東洋経済オンライン / 2020年4月2日 12時0分

世界的なパニック相場の中、金は安全資産としての機能を果たすことができるのか(セーラム/PIXTA)

新型コロナウイルスの感染拡大が世界経済に大打撃を与えている。当初、アジア地域に限定されていたかにみえたこの問題は欧州へ拡大すると、瞬く間にアメリカへも被害が及んだ。アメリカではカリフォルニア州、ニューヨーク州、イリノイ州(全米第3の都市であるシカゴを含む)などで外出禁止令が発動され、異常事態に直面している。

このように実体経済が大混乱に陥っている以上、金融市場が大混乱になるのは自明である。一時、NYダウは2万ドルをあっさりと割込み、ドナルド・トランプ大統領就任以降の上昇を吐き出した。日経平均株価も一時1万6000円近傍まで下落するなど、リーマンショックに匹敵する世界的パニック相場となった。今回は、仮に新型コロナウイルス問題が沈静化に向かい、金融市場が落ち着いてくるとしたら、どこにその兆候が現れるか考えてみたい。

■セントルイス連銀総裁の「GDP50%減少発言」の衝撃

3月22日にセントルイス連銀のジェームズ・ブラード総裁は、4~6月期のGDPが50%減少し、失業率が30%に及ぶと言及した。この報道は電話インタビューをまとめたものである。したがって、実際の発言は「景気対策がなければ」という前提が置かれた文脈だったのではないかと推察するが、もしこれが現実のものになれば、恐るべきマイナス成長だ。つまりGDPが半減するという見通しであるから、まさに桁違いである。

こうした急激な経済活動の落ち込みに対処すべく連邦準備制度理事会(FRB)は3月15日にゼロ金利政策を導入したほか、7000億ドルに及ぶ国債とMBS(不動産担保証券)の購入再開を決定した(≒量的緩和)。

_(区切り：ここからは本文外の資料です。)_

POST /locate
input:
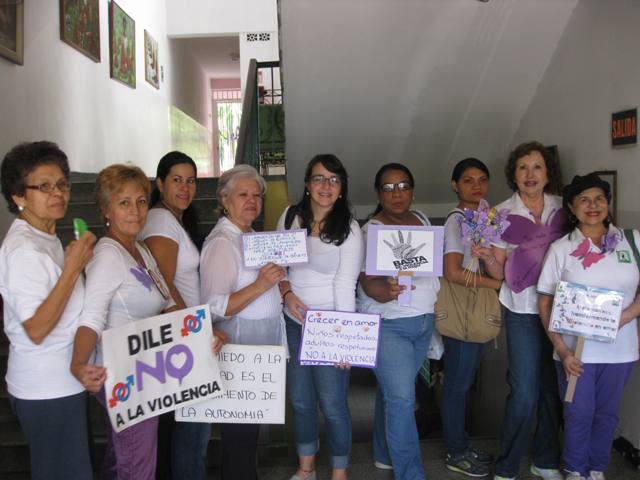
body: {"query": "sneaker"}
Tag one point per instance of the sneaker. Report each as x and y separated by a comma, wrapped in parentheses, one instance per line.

資産購入については当初設定した7000億ドルの購入枠をわずか数日で使い尽くす事態となったため、導入後間もない3月23日にはその規模を「無限」に切り替えたうえ、買い入れ対象資産にCMBS(商業不動産担保証券)を追加し、さらに社債購入プログラムを新設した。同時にアメリカ政府は2兆ドル、GDP比約10%に相当する桁違いの大規模経済対策を打ち出した。ここには個人への現金給付、納税延期措置、企業向け資金繰り支援などが含まれる。政策総動員とはこのことである。

そうした前例のない大規模景気対策をもってしても、金融市場の混乱を収められるかは微妙だ。新型コロナウイルスをめぐる実体経済への影響は、瞬間風速でいえば、間違いなくリーマンショック以上だ。その破壊力は3月24日に発表された各国のPMIに表面化した。3月12~23日にかけて調査票が集計されたサービス業PMIは日本、アメリカ、ユーロ圏のいずれもが垂直的落下を示し、リーマンショック時のボトムを突き破った。このPMIが示唆するGDP成長率は2桁のマイナス成長である。